Выглядел он, на самом деле, неплохо. Собственно, о том, что еще пару часов назад он валялся весь в грязи и кровище, ничего вообще не напоминало. Ну, бледноват чуть-чуть, разве что. И запястье залито прозрачным клеем.
— Было бы нельзя, я бы и не смог, — хмыкнул Эмиль. — Слушай, я не очень помню, что там случилось… Вы меня у краулера нашли?
— Почти, — кивнул я, быстро обегая взглядом палату. Вообще хотелось с ним обсудить, конечно, все, что произошло сегодня. Но в левом верхнем углу помаргивал красным стеклянный глаз камеры. Так что потерплю до вечера, подожду объяснений. — Ты с тропы сполз немного в сторону.
— Ох, — Эмиль вздохнул и покачал головой. — Вы когда за снежками ушли, я подумал, что если буду там прохлаждаться, то мы можем не успеть. Вот и пополз потихоньку к вешке.
— Все правильно сделал, да, — сказал я, перемещаясь так, чтобы глазок камеры смотрел мне в затылок. — Мы и так еле-еле успели.
— А снежков набрали? — спросил Эмиль, осторожно переступая с ноги на ногу.
— Полтора кило, — ответил я. И тут он нахмурился, лоб прочертили длинные складки. Он посмотрел на меня, будто пытаясь что-то вспомнить.
— Постой-постой… — медленно проговорил он. — Там ведь еще был этот…
— Полоз был, да, — быстро сказал я. — Сегодня всем трем группам везло на полозов. Вася своего палкой отогнал.
— Да нет же! — горячо возразил Эмиль и сцепил пальцы. — Я же тебе говорю про…
— О, кстати, а знаешь, как Обезьяна сегодня отличился? — затараторил я, снова его перебив. И скорчил страшную рожу, всеми возможными знаками показывая, чтобы он пока не обсуждал со мной встреченных в «тридцать второй» неизвестных человеков. — Он подсунул Гоше в карман пятикилограмовый противовес от маятника. Такую небольшую плоскую штуку. Паша обнаружил это после вешки. Ну и вместо того, чтобы выкинуть, на привале сунул его в карман Кости. А Костя…
— Ну да, старая шутка, — медленно проговорил Эмиль и усмехнулся. Кажется, он понял знаки, которые я ему всячески лицом пытался изобразить. Но я пока был не уверен. — А обратно они грузик принесли?
— Ага, — покивал я. — Костя с Гошей надавали Обезьяне поджопников и груз обратно нес он. И ему вообще не повезло, потому что их кувалдой накрыло на обратной дороге, а не как нас. Слушай, я не успел спросить вот только. А снежки эти самые — это вообще что? Это плоды какие-то? Или продукт жизнедеятельности какого-то живого существа?
— А шут его знает, — Эмиль прошелся по комнате. — Знаю только, что весь клубок — это одна большая молекула. И наши ученые к чему-то ее уже приспособили. Но получить в лабораторных условиях такую же штуку не могут, вот мы и таскаем им снежки. На самом деле, ты лучше со Стасом поговори.

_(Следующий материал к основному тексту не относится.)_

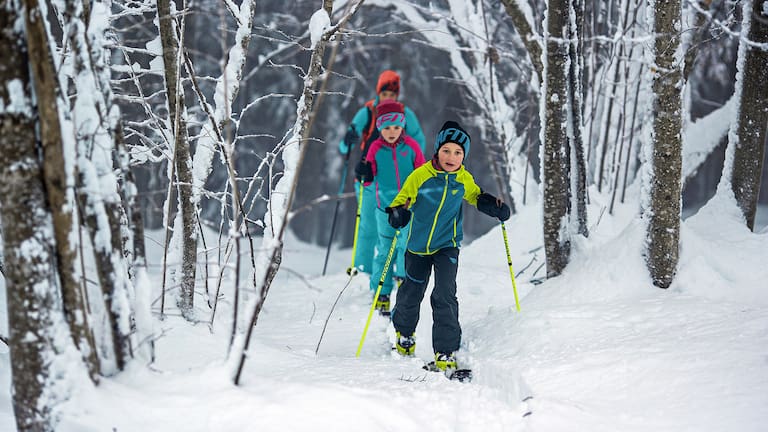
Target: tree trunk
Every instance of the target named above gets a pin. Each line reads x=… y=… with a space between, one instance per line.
x=61 y=199
x=182 y=159
x=749 y=149
x=97 y=188
x=555 y=161
x=282 y=196
x=35 y=314
x=578 y=164
x=663 y=208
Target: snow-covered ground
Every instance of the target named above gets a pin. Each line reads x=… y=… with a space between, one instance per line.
x=598 y=348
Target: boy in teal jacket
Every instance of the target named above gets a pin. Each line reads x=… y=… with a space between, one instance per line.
x=433 y=194
x=361 y=133
x=390 y=160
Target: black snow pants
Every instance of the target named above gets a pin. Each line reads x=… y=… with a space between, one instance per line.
x=446 y=332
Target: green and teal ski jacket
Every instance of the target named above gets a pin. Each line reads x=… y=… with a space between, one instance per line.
x=434 y=198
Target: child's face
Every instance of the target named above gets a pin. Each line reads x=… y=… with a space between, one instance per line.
x=387 y=95
x=450 y=156
x=391 y=133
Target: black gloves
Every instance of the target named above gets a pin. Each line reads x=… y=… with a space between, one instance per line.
x=364 y=172
x=350 y=139
x=398 y=216
x=492 y=206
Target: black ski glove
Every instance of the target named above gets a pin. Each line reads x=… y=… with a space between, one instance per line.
x=364 y=172
x=350 y=139
x=492 y=206
x=398 y=216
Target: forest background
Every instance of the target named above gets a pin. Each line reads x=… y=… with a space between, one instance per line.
x=125 y=116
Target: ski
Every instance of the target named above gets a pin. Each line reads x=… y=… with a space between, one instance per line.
x=460 y=375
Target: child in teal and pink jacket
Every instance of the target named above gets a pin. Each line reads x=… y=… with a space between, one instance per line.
x=390 y=159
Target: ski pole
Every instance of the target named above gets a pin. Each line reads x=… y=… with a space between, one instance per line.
x=336 y=210
x=378 y=290
x=352 y=270
x=509 y=262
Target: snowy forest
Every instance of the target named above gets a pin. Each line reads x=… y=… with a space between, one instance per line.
x=157 y=157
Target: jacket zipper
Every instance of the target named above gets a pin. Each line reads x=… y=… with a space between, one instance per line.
x=437 y=213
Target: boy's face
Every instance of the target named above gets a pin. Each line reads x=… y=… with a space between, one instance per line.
x=450 y=156
x=391 y=133
x=387 y=95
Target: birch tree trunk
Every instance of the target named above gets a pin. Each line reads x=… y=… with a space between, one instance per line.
x=281 y=199
x=35 y=313
x=665 y=159
x=555 y=158
x=576 y=106
x=182 y=159
x=97 y=186
x=58 y=183
x=750 y=137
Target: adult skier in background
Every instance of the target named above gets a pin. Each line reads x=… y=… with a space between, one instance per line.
x=433 y=194
x=361 y=133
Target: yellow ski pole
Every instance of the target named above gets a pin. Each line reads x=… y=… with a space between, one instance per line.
x=352 y=270
x=509 y=262
x=378 y=290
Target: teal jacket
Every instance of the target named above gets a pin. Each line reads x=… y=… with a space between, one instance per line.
x=435 y=198
x=392 y=164
x=363 y=120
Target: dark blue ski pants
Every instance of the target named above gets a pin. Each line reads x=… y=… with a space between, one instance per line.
x=446 y=332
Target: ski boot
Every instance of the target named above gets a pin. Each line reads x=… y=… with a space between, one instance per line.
x=444 y=362
x=382 y=305
x=406 y=345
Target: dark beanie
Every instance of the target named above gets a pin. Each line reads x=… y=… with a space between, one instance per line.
x=452 y=132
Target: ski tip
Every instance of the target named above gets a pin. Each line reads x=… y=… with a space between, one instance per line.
x=462 y=375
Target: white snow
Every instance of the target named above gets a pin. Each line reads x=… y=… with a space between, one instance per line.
x=600 y=348
x=318 y=24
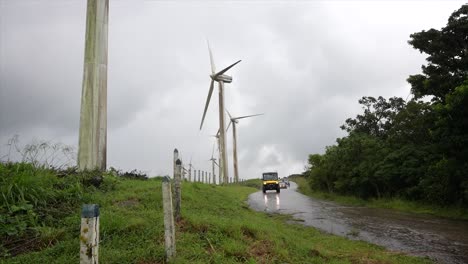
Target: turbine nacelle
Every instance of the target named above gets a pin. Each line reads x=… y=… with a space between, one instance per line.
x=221 y=78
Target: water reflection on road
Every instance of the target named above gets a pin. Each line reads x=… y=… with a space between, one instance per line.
x=443 y=240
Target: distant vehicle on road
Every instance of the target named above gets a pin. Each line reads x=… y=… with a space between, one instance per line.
x=283 y=184
x=286 y=180
x=270 y=181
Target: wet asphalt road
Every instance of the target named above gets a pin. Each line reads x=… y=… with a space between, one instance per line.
x=443 y=240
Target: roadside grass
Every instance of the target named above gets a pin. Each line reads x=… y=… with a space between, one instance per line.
x=389 y=203
x=217 y=226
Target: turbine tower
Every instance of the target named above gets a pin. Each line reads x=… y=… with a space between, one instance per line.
x=219 y=155
x=190 y=169
x=234 y=121
x=213 y=163
x=220 y=78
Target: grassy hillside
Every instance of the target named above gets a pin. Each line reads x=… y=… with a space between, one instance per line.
x=217 y=227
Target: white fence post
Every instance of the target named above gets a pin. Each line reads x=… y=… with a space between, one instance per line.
x=89 y=235
x=169 y=229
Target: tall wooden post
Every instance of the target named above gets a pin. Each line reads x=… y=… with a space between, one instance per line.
x=89 y=237
x=176 y=157
x=169 y=228
x=177 y=180
x=92 y=142
x=212 y=168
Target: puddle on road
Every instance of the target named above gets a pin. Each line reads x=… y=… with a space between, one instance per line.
x=443 y=240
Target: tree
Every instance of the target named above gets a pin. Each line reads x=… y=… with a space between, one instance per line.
x=447 y=66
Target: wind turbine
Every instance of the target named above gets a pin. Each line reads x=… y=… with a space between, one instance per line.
x=190 y=169
x=220 y=78
x=213 y=162
x=219 y=151
x=234 y=121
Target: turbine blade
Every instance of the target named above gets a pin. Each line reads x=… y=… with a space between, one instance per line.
x=240 y=117
x=210 y=92
x=226 y=69
x=213 y=68
x=212 y=153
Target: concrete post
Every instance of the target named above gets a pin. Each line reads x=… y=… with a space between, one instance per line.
x=89 y=237
x=92 y=142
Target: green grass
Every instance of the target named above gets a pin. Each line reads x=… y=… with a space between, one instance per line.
x=390 y=203
x=217 y=226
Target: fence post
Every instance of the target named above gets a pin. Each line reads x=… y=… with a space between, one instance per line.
x=169 y=229
x=176 y=157
x=177 y=191
x=89 y=235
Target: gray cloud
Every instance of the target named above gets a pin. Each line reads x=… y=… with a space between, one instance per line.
x=305 y=64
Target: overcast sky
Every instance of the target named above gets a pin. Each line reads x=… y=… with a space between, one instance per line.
x=304 y=64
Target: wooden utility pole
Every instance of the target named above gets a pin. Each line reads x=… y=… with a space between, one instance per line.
x=92 y=142
x=178 y=194
x=175 y=158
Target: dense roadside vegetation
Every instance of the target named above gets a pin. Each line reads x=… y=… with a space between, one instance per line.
x=217 y=225
x=414 y=150
x=454 y=212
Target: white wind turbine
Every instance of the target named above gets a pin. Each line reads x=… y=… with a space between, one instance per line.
x=190 y=169
x=220 y=78
x=219 y=151
x=234 y=121
x=213 y=163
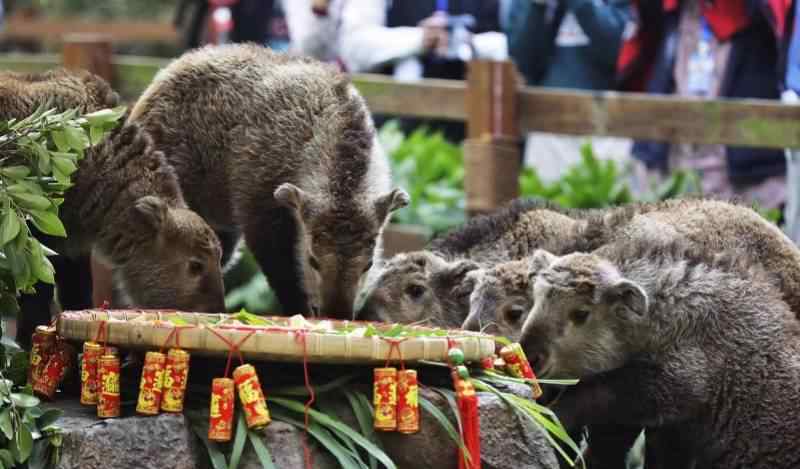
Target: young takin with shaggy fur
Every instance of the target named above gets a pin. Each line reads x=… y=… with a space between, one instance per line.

Он специально интересовался, какая добыча из «тридцать второй» уже нашла практическое применение, а что до сих пор в лабораториях изучают.
— Информация засекречена? — понимающе покивал я.
— Да нет, зачем? — Эмиль остановился возле кресла посетителя и облокотился на спинку. — Просто когда мне начинают объяснять, это звучит, как будто мне дельфин что-то рассказать пытается. Я знаю, что он очень умный, и что вот это его «уо-уо-уо» наверняка по делу. Вот только языка не знаю.
— Я думал, что «тридцать вторую» только изучают, — хмыкнул я. — Замеры там всякие, приборы…
— А это от миссии зависит, — Эмиль наклонился к ручке, нашаривая кнопку вызова медсестры. — Бывает, что только замеряем. Но в этот раз было вот так… Слушай, так жрать хочу, что уже бы коня съел. Ты обедал?
— Конечно, — кивнул я.
— А одежду мою случайно не догадался принести? — Эмиль несколько раз взмахнул руками. — И где моя «плюшка»?
— Одежду принес, в камере хранения оставил, — сказал я. — А плюшка… Эээ…
— Тогда я сейчас оденусь, и пойдем в столовую, лады? — Эмиль посмотрел на меня. — Ты же не против еще что-нибудь съесть?
В этот момент дверь открылась.
— Лапочка, принеси мою одежду, пожа… — разворачиваясь, начал Эмиль и замолчал.
— Здравствуйте, Эмиль Оттович, — бесцветно проговорил человек в сером костюме. Может быть и тот же, который меня сегодня опрашивал. А может и нет. Лицо и у того, и у другого было совершенно незапоминающимся.